The N.C.A.A. did not immediately respond to a request for comment.

The suit was filed by Tennessee’s attorney general, Jonathan Skrmetti, a Republican appointed official who has often adopted conservative legal positions in his 17 months in office. The reports on Tuesday about the N.C.A.A.’s inquiry into the University of Tennessee brought a blistering response from the school and prompted outrage among its fan base.

The donor collective at the heart of the Tennessee case paid to fly a high school quarterback to campus on a private jet, according to a person familiar with the case. Tennessee’s collective issued a statement saying that it had followed N.C.A.A. rules, and that its contract with the quarterback — which could allow him to earn a reported $8 million — did not require him to attend Tennessee.

Virginia’s participation in the suit raised the possibility that a number of other states with high-profile state-school athletic programs could join the legal action. Virginia’s attorney general, Jason S. Miyares, is an elected Republican.

Collectives first sprang up in 2021, when the N.C.A.A. — having lost a series of court cases that eroded its regulatory authority — declined to challenge a series of state laws that allowed players to profit from their name, image and likeness.

For much of the time since, there was little evidence that the N.C.A.A. was seeking to police these collectives.
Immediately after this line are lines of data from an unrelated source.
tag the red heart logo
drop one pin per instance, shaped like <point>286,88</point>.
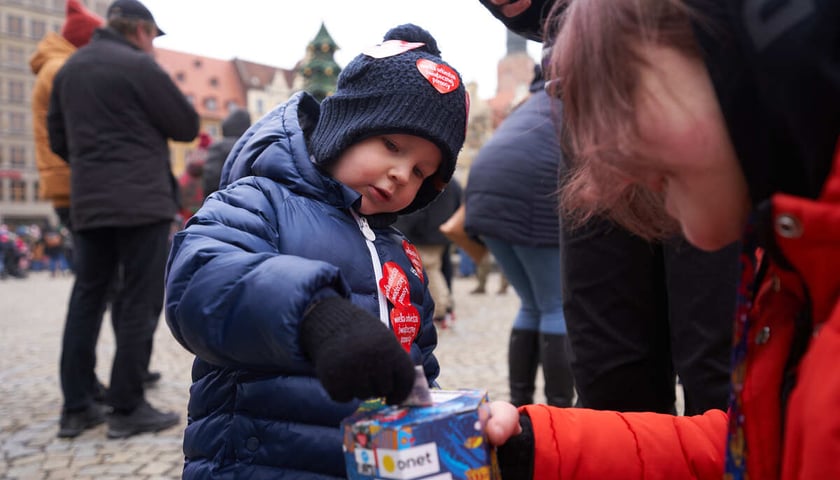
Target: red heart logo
<point>443,78</point>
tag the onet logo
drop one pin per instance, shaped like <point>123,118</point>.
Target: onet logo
<point>408,463</point>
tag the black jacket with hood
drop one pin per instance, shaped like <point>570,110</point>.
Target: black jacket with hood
<point>111,113</point>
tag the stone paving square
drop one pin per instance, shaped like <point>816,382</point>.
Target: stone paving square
<point>472,353</point>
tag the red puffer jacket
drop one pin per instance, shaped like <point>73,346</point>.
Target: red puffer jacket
<point>588,444</point>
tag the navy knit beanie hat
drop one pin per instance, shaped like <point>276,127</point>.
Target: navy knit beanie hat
<point>399,86</point>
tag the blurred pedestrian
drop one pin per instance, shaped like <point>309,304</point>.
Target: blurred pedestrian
<point>422,228</point>
<point>54,251</point>
<point>122,205</point>
<point>233,126</point>
<point>190,184</point>
<point>639,311</point>
<point>511,206</point>
<point>721,122</point>
<point>50,54</point>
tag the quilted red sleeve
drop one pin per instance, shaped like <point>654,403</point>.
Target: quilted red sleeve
<point>578,443</point>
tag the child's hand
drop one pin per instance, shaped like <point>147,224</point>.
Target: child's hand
<point>355,355</point>
<point>503,423</point>
<point>514,437</point>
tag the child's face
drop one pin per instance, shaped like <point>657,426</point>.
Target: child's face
<point>387,170</point>
<point>693,160</point>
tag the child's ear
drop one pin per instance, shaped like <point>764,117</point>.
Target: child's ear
<point>438,183</point>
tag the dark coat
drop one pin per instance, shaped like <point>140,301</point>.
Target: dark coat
<point>111,113</point>
<point>233,126</point>
<point>250,261</point>
<point>423,226</point>
<point>511,192</point>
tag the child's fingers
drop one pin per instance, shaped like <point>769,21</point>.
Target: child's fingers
<point>503,422</point>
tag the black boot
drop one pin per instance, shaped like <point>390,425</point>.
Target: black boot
<point>555,356</point>
<point>523,360</point>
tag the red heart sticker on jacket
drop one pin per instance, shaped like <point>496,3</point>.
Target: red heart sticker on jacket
<point>414,258</point>
<point>405,322</point>
<point>443,78</point>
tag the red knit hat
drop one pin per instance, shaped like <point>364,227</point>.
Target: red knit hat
<point>79,24</point>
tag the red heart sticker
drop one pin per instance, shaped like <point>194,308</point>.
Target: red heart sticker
<point>405,321</point>
<point>443,78</point>
<point>394,285</point>
<point>389,48</point>
<point>414,257</point>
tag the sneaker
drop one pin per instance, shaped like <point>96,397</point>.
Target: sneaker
<point>100,393</point>
<point>144,418</point>
<point>72,424</point>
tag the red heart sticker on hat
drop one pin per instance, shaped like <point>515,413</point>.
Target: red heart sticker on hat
<point>442,77</point>
<point>389,48</point>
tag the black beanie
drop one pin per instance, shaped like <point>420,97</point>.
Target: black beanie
<point>396,87</point>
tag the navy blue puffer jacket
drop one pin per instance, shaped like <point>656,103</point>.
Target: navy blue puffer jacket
<point>278,234</point>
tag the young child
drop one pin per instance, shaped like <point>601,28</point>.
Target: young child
<point>289,285</point>
<point>726,125</point>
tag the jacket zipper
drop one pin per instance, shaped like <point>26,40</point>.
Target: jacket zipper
<point>367,232</point>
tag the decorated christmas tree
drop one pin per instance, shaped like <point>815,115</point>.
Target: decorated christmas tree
<point>319,69</point>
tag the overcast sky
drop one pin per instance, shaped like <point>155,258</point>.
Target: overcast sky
<point>276,32</point>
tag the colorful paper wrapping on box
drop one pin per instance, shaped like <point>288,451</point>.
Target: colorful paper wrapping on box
<point>444,441</point>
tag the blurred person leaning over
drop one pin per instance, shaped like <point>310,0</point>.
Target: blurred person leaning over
<point>111,113</point>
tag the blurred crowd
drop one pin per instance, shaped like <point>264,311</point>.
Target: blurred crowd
<point>32,248</point>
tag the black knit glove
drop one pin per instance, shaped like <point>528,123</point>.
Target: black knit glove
<point>355,354</point>
<point>516,456</point>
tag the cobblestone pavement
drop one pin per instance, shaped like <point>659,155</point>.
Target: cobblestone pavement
<point>472,354</point>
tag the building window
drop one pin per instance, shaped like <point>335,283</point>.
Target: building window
<point>16,57</point>
<point>16,91</point>
<point>37,29</point>
<point>18,191</point>
<point>14,25</point>
<point>17,156</point>
<point>17,122</point>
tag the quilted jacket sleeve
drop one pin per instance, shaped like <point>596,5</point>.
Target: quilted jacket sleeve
<point>579,443</point>
<point>232,298</point>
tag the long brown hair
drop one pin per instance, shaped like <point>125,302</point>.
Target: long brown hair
<point>594,68</point>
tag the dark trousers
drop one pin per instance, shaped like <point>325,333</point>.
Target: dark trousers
<point>640,313</point>
<point>141,253</point>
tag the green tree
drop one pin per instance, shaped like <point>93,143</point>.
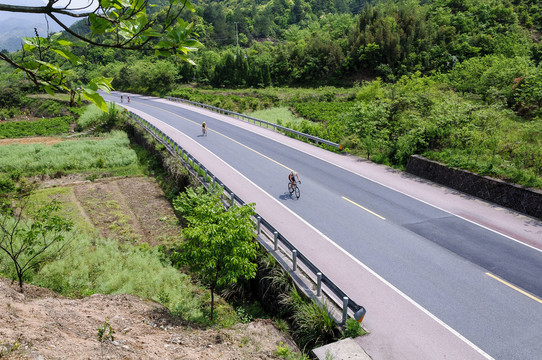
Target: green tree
<point>28,236</point>
<point>219,245</point>
<point>120,24</point>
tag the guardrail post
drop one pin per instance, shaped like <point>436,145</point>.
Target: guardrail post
<point>319,284</point>
<point>345,309</point>
<point>360,314</point>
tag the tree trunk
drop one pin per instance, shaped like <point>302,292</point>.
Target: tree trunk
<point>212,301</point>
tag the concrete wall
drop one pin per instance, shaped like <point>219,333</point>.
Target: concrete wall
<point>525,200</point>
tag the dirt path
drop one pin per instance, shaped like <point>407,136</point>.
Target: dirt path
<point>42,325</point>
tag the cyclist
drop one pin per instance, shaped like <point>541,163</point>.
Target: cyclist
<point>291,178</point>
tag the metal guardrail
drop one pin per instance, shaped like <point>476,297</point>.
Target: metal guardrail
<point>208,179</point>
<point>259,121</point>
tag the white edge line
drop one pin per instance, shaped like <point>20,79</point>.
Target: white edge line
<point>427,312</point>
<point>374,181</point>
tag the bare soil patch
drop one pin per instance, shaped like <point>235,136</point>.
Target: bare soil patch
<point>129,209</point>
<point>42,325</point>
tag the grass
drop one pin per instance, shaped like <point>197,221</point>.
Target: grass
<point>44,127</point>
<point>97,265</point>
<point>103,154</point>
<point>91,117</point>
<point>277,115</point>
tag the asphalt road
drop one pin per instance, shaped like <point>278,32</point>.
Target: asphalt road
<point>448,265</point>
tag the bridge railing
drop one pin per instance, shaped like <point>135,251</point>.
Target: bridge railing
<point>274,238</point>
<point>258,122</point>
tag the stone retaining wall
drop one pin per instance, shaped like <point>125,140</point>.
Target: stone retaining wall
<point>525,200</point>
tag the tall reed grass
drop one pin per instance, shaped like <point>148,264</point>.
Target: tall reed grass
<point>97,265</point>
<point>111,151</point>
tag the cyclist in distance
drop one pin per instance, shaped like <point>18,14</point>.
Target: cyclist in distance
<point>292,177</point>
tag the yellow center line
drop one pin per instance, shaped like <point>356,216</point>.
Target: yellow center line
<point>364,208</point>
<point>227,137</point>
<point>514,287</point>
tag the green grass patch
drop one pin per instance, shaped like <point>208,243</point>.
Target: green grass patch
<point>91,117</point>
<point>44,127</point>
<point>104,154</point>
<point>277,115</point>
<point>92,265</point>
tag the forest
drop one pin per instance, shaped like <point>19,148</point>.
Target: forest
<point>458,81</point>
The New York Times has counted more than 140 collectives now operating at schools around the country, with budgets that can reach $10 million or more.

In just a few years, college coaches and players say, the money offered by collectives has become the dominant factor in recruiting and retaining athletes. Last year, for instance, the starting quarterback at the University of Iowa told The Times that he had transferred from the University of Michigan after Iowa’s collective made him a written offer outlining what he would be paid.

College athletics officials have complained that the N.C.A.A. had allowed the name-image-likeness system to become a pay-for-play system in disguise.

Many state laws, including one enacted nearly two years ago in Tennessee, echo the N.C.A.A.’s ban on pay-for-play payments. Tennessee’s law states that compensation cannot be provided in exchange for athletic performance in order to “maintain a clear separation between amateur intercollegiate athletics and professional sports.”

That contrasted with the argument made by the Tennessee attorney general in Wednesday’s suit, which appeared to accept that collectives were paying players to play for their school. The attorney general said athletes had the right to maximize those payments, by surveying schools to find where they would be paid the most.

“Very few collegiate athletes go ‘pro’ in their sport, and thus their N.I.L. value is at its highest during their short collegiate career,” the lawsuit said. “Their ability to negotiate the best N.I.L. deal is critical.”

The result has been a windfall for many players, but also a chaotic market that lacked the rules, unions and minimum salaries that govern professional sports’ labor markets. In this semi-underground free-agent market, college athletes had little sense of their actual value.

In recent weeks, the N.C.A.A. has also shown some signs that it is seeking to rein in collectives.

The N.C.A.A.’s president, Charlie Baker, has proposed that schools be allowed to enter directly into N.I.L. agreements with athletes — a step that could diminish the impact of collectives and could be codified by the association later this year. A top N.C.A.A. committee proposed other rules this month that would tighten regulation, including requiring athletes to report any deals over $600 and forcing schools to further disassociate themselves from boosters who are found to have been involved in wrongdoing.

The N.C.A.A.’s enforcement wing fined Florida State University after a football coach there brought a potential transfer student to meet with a collective. And it is investigating the University of Florida, where a collective offered a high school quarterback $13.85 million — but then failed to pay.

The lawsuit filed on Wednesday seeks to establish a legal ruling that would allow those kinds of transactions, ushering in an era when college athletes are treated as professionals even before they go to college.